We are looking at ways to solve this problem in our interfacing layer. Like creating tasks for each publish and canceling those on disconnect.

I was wondering if you had only thoughts on this matter. I don't think many people will use topic aliases, but this behaviour does make it more challenging to have a robust implementation of them.

peterhinch commented 3 weeks ago

I have now given this some thought. It clearly could be handled by the client, but it would require keeping a dict that related topics and aliases. The dict would persist over outages, but I think there would need to be an API for cancelling an alias so that the dict's growth could be limited.

I agree with your view that few people will use topic aliases. I think the principal use for these is on ultra low bandwidth channels such as Lora. Channel capacity is not an issue for typical WiFi/internet users. My concern is to minimise complexity and RAM. So let's assume that the application has responsibility for maintaining aliases.

I have pushed an update to the README to warn of this problem. If you achieve an application-level solution I could update the docs to provide an outline approach.
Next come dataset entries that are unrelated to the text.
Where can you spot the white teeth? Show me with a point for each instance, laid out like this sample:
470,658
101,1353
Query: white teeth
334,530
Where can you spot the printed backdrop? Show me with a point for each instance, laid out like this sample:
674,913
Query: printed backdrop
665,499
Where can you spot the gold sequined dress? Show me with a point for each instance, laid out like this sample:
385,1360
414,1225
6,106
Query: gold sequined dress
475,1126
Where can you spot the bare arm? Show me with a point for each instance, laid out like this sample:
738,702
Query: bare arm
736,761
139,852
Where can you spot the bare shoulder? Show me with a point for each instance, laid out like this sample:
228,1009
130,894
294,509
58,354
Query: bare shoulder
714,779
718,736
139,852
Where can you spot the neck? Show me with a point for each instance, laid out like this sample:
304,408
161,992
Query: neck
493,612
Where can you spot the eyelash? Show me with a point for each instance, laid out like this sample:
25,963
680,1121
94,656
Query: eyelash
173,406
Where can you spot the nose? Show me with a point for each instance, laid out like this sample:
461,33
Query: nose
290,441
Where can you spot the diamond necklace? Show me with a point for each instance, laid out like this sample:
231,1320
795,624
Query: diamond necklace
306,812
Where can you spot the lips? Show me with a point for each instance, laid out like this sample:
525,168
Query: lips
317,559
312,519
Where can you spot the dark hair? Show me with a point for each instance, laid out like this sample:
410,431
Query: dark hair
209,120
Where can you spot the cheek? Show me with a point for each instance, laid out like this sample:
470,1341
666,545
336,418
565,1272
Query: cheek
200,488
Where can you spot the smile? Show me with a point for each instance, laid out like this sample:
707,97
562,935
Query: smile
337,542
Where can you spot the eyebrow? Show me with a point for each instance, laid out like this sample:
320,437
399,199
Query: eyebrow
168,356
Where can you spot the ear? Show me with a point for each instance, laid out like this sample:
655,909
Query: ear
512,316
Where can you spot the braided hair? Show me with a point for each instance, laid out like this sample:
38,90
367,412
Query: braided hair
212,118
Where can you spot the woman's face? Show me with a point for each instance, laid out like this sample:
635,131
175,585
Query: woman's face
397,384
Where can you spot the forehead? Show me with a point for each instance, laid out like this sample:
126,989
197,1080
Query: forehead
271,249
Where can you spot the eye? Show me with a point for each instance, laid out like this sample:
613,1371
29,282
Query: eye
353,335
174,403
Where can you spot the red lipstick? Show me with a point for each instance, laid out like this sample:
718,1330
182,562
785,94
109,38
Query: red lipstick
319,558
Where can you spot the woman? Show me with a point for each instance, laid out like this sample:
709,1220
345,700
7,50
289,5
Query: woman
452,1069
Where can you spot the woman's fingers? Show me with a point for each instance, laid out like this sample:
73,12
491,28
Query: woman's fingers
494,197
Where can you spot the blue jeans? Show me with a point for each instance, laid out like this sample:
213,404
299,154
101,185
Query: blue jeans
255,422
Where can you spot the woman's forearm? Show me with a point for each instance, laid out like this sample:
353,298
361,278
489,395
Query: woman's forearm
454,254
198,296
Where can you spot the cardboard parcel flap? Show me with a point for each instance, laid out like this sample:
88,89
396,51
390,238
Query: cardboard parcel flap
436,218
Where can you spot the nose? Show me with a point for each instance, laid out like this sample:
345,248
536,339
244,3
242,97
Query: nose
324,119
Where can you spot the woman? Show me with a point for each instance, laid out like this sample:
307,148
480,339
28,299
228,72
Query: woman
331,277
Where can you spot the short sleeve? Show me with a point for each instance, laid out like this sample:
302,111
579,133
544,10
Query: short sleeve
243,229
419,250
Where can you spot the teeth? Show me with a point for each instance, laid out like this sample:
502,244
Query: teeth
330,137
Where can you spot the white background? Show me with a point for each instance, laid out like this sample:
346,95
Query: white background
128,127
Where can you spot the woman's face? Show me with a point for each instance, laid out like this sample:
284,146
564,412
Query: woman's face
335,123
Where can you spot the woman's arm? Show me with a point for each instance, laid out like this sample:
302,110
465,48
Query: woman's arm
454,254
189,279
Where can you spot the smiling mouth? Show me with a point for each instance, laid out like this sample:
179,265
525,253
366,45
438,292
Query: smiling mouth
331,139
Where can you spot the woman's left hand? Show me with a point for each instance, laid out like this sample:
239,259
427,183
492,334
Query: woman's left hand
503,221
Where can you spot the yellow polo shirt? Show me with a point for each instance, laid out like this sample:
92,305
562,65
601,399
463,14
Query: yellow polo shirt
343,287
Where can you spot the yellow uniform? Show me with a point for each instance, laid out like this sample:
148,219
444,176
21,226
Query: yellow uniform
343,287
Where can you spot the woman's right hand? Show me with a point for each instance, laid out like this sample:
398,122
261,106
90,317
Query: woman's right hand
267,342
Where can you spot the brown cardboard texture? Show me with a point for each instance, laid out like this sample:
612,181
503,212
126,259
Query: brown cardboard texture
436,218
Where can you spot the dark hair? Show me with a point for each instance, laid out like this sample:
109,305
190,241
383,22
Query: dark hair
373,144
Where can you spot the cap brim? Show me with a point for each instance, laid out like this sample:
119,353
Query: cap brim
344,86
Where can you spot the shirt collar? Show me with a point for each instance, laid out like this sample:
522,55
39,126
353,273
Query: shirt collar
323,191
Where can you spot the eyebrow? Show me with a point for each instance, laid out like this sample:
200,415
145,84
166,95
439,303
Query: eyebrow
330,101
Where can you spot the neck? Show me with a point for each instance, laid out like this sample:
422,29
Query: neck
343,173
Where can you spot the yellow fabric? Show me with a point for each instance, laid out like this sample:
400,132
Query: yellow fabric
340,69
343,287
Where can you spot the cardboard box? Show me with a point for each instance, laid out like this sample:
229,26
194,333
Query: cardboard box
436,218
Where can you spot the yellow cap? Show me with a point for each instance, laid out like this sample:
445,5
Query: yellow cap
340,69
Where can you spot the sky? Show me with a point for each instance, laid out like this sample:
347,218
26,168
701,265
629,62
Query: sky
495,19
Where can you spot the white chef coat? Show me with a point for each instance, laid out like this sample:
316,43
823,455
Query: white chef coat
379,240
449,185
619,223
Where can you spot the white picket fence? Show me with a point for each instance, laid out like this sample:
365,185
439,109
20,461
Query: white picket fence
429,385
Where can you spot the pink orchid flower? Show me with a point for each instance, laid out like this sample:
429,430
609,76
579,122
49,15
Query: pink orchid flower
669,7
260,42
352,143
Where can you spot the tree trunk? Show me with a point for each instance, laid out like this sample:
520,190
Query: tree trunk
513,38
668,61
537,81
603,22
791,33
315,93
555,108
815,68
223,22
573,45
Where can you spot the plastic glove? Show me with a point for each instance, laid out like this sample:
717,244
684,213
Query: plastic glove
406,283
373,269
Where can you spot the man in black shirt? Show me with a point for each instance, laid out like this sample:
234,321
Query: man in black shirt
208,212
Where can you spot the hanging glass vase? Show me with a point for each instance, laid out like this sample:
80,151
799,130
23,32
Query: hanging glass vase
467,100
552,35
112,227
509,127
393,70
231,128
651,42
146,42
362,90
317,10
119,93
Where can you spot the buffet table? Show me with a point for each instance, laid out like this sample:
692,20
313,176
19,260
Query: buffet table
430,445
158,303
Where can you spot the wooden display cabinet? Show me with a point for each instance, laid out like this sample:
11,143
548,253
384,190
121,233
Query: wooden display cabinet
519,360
As a general comment, when writing libraries for others to use, it is hard to judge what features will be of most benefit. You get very little feedback unless something goes wrong. My approach is to use the libraries in my own projects - but this only takes you so far. Re V5 I think the killer feature is the provision of expiry intervals which fixes the mess that was clean_session=False. I'm not even sure many users will need properties: if you have control of all clients in a system you can just JSON-encode them into the message. But some people will need to connect to clients which they do not control.